Mount Parnassos is located in central Greece and extends through the prefectures of Viotia, Fthiotida and Fokida. To the northwest it joins the Giona mountain while to the south it connects with Kirfi mountain. With the highest peak being at 2,457 meters at Liakoura, it is  one of the tallest mountains in Greece but also one of the most beautiful, full of Kefalonian fir trees with dense vegetation and rare natural beauty that appeals to visitors all year round.

Mount Parnassos in mythology and history

Like Mount Olympus, Parnassos is a mountain inextricably linked to Greek mythology and the history of the country. At the foot of Mount Parnassos is the most important oracle of Ancient Greece, the oracle of Delphi, the religious center of the ancient Greek world, which was dedicated to Gaia and Apollo. To this day, Delphi, referred to as “the navel of the world”, is a magnet for thousands of tourists globally.

Parnassos is also associated with the myth of Deucalion. When Zeus decided to destroy the human race by causing torrential rain, then Deukalion, following the advice of his father, Prometheus, boarded a ship with his wife Pyrra to escape. On the tenth day the ship is said to have ran aground on Mount Parnassos, where Deukalion made a sacrifice to Zeus to recreate human kind.

Another version states that after the deluge, the inhabitants of the city founded by the hero Parnassos, son of Poseidon, were led higher up the mountain, following the cries of wolves, to escape. There they built a new city which they named Lycoria, today’s Arachova, which means the cries of wolves. Throughout history, Parnassos was the stronghold of Greek tribes in southern Greece, holding up against invaders from the north. The mountain played an important role in the Greek Revolution of 1821, as great battles took place there between Greeks and Turks, mainly in the battles of Alamana and Gravia.

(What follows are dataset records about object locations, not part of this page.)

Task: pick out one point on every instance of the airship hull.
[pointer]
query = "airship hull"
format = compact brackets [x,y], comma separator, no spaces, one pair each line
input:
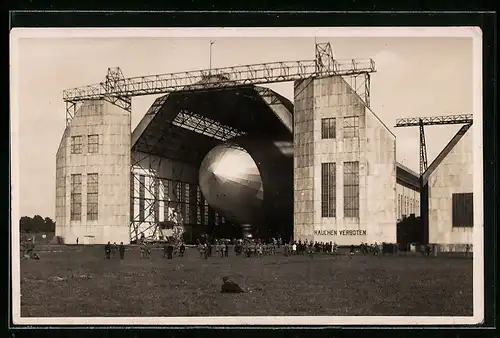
[249,180]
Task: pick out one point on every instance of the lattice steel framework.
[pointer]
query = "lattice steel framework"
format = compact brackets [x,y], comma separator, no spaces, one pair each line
[431,121]
[119,90]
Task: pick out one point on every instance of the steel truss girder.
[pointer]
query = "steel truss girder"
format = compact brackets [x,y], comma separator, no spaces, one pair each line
[205,126]
[431,121]
[116,86]
[423,149]
[434,120]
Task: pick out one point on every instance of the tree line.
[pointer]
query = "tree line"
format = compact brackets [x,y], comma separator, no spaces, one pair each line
[36,224]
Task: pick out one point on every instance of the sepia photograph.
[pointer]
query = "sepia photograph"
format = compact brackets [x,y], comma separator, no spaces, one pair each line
[307,176]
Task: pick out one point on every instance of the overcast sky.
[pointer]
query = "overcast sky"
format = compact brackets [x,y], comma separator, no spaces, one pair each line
[415,77]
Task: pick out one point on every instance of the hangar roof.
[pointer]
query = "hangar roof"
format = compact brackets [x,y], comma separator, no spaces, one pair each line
[185,125]
[442,155]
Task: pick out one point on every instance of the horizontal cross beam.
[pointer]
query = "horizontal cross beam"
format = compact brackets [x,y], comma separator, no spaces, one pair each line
[224,77]
[434,120]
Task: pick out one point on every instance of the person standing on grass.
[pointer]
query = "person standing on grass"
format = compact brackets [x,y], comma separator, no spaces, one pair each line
[107,250]
[181,250]
[122,250]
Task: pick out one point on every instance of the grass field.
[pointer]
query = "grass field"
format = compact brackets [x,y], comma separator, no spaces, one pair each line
[75,281]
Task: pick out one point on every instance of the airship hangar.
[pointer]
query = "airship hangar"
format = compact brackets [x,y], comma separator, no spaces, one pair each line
[229,157]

The Parnassos National Park

Parnassos provides a complex ecosystem, which has a wide variety of landscapes and biotopes. In order to save, improve and boost flora and fauna, to preserve geomorphological formations, along with the simultaneous development of tourism and the increased awareness of visitors, Parnassos National Park was founded in 1938.

The park consists of extensive flora and plant species of particular scientific importance. The flora of the area includes more than 600 species, which belong mainly to the category of aromatic, medicinal and poisonous plants. The forest vegetation is dominated by the Kefalonian fir tree, black pine and deciduous oak trees.

The fauna consists of animals common in Greece, such as foxes, badgers, hares, squirrels and other species of rodents as well as insectivores. Jackals, wild boars and ferrets are rare, while wolves and deer have just about disappeared from the area. From birds, one can find partridges, woodpeckers, ring ouzels, alpine accentors and in regards to reptiles the Mediterranean turtle, the wild lizard and viper can be seen. Outside of the dense forests, vultures, eagles and smaller predators appear -unfortunately- in small numbers. Most of them are protected species.